Went off on a tangent to discuss a class idea:

class Point(x, y) {
  getX() {return x}  // Instance method because it refers to x
  getY() {return y}  // Instance method because it refers to y
  getInstanceX() {return this.x}  // prototype method
  getInstanceY() {return this.y}  // prototype method
  foo() {return getX();}  // Doesn't work -- need to use this.getX()
  public x = x, y = y;  // Instance variables
  ... constructor code here ...
  alert(this.x);
  public m = function() {return x+y}
}
No way to factor a function into two functions without indirecting via
"this" as in the foo line above.
Adding a reference to x to a function changes where it lives.

Wondering why we're discussing this (which we've previously discussed)
instead of discussing const and the dead zone.
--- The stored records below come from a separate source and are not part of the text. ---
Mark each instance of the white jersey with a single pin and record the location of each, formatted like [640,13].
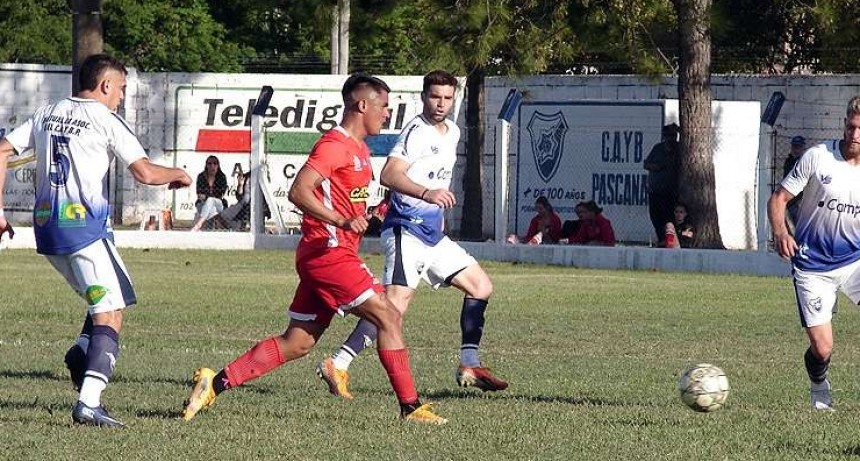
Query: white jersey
[431,156]
[75,141]
[828,225]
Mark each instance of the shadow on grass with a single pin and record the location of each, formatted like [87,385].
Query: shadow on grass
[33,374]
[158,414]
[118,378]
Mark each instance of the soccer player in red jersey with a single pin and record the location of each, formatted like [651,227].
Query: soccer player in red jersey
[331,189]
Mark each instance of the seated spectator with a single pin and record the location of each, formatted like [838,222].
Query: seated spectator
[211,187]
[545,226]
[594,228]
[680,233]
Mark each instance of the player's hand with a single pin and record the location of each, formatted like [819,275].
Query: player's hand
[357,224]
[785,245]
[441,197]
[185,181]
[6,227]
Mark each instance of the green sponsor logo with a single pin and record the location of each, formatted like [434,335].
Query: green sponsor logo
[95,293]
[72,215]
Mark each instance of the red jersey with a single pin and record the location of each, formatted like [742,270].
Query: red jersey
[344,163]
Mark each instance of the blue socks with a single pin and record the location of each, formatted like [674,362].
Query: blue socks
[472,328]
[815,367]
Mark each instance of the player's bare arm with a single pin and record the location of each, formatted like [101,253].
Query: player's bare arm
[6,151]
[783,241]
[152,174]
[302,195]
[394,176]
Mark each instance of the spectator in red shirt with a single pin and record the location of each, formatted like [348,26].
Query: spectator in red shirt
[594,228]
[545,226]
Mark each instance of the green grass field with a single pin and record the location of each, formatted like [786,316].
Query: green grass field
[592,358]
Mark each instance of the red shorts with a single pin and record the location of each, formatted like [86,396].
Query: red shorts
[331,281]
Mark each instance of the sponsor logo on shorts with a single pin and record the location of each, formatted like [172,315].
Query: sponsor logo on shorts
[95,293]
[359,194]
[814,305]
[72,215]
[835,205]
[42,213]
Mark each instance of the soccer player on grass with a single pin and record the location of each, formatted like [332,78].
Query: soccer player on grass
[331,189]
[75,141]
[825,250]
[418,171]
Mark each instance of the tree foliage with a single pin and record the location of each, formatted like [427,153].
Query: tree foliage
[169,35]
[697,179]
[36,31]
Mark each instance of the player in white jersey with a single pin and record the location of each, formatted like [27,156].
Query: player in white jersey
[75,141]
[418,172]
[825,250]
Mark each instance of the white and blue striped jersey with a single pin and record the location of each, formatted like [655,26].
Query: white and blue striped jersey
[828,224]
[75,141]
[431,156]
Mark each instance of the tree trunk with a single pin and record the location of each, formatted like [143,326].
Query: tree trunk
[87,35]
[696,181]
[471,226]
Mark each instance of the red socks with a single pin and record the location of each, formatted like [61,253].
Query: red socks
[264,357]
[396,364]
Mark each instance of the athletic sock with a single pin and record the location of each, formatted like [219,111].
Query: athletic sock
[472,327]
[83,339]
[101,361]
[264,357]
[815,367]
[396,364]
[361,337]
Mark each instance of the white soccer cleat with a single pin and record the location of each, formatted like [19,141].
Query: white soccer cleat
[820,396]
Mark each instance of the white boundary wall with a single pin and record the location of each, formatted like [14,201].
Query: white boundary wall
[634,258]
[182,118]
[813,105]
[814,108]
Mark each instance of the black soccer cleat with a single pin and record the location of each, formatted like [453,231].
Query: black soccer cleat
[97,416]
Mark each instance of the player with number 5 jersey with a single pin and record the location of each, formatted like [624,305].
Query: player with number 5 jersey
[418,171]
[75,140]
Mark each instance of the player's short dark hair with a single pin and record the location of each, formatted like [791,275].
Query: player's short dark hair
[438,77]
[94,67]
[358,81]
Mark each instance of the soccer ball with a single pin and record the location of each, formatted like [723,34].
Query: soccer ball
[704,387]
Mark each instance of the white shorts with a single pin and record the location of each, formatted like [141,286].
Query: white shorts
[97,273]
[408,260]
[816,292]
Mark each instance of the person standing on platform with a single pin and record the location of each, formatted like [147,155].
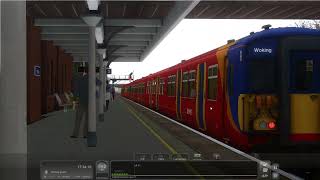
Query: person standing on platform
[108,96]
[81,121]
[113,92]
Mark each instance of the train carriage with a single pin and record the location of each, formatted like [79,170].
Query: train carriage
[261,89]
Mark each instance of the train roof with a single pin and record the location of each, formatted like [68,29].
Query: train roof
[267,33]
[277,32]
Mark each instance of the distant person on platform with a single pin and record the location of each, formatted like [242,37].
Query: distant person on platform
[113,92]
[81,121]
[108,96]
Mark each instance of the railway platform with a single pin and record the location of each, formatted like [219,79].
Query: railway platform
[128,132]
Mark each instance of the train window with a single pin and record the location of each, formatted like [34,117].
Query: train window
[185,87]
[212,82]
[153,87]
[303,75]
[171,85]
[161,86]
[142,88]
[192,83]
[262,75]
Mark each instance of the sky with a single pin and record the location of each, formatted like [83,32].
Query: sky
[192,37]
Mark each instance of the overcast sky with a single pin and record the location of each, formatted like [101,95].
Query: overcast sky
[190,38]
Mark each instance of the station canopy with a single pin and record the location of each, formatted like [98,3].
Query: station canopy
[130,30]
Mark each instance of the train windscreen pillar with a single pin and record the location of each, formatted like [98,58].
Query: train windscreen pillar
[92,21]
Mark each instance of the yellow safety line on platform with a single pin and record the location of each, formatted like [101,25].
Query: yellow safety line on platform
[153,132]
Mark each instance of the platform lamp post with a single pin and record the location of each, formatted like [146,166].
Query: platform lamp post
[101,51]
[92,20]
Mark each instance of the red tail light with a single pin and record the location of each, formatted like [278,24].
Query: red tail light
[271,125]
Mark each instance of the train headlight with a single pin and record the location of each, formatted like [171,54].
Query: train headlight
[263,125]
[271,125]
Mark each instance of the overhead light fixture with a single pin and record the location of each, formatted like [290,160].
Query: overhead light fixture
[99,34]
[93,5]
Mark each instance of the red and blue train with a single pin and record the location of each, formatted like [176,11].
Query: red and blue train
[259,90]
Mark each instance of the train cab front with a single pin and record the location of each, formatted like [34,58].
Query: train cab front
[275,83]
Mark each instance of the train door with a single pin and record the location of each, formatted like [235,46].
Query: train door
[149,88]
[178,94]
[305,95]
[214,101]
[157,86]
[200,99]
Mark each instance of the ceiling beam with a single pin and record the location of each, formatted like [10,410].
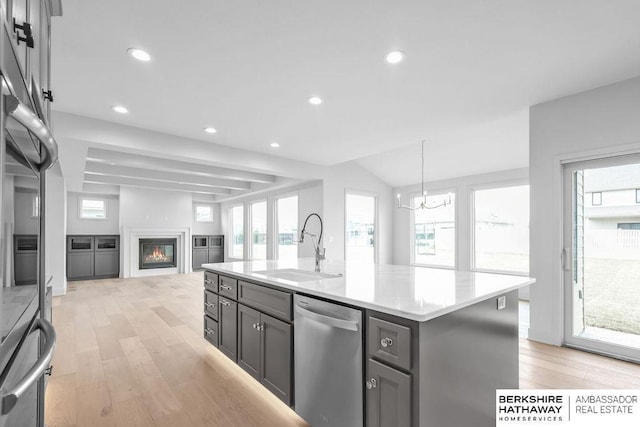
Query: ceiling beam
[159,175]
[137,182]
[97,155]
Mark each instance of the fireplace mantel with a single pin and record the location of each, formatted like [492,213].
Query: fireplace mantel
[131,237]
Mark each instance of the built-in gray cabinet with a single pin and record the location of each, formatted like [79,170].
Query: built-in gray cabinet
[265,350]
[228,327]
[254,329]
[388,396]
[25,259]
[93,256]
[207,249]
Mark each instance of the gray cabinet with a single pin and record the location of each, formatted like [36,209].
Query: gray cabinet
[93,257]
[388,396]
[265,350]
[249,340]
[25,259]
[228,327]
[207,249]
[260,343]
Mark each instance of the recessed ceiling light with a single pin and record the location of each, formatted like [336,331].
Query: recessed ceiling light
[139,54]
[394,57]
DaveH: Don't go around throwing vetoes. We should not be finding the least
objectionable thing.

Trying to understand Oliver's objections to the current class proposal.


Brendan's update on post-es.next paren-free.
Luke: concerned about gratuitously having two different ways of doing the
same thing.
Brendan: Safe; omitting braces and parentheses will just yield a syntax
error.
Waldemar: Opportunities for mischief when combined with semicolon insertion:
Start with ES5 code:

if (a + b)
  (x.y)()
z++

Now (erroneously) convert it to paren-free:

if a + b
  (x.y)()
z++

This doesn't give a syntax error; it silently changes the meaning of the
program.

Block-lambdas:
Now the |'s are required (syntax doesn't work if they're not).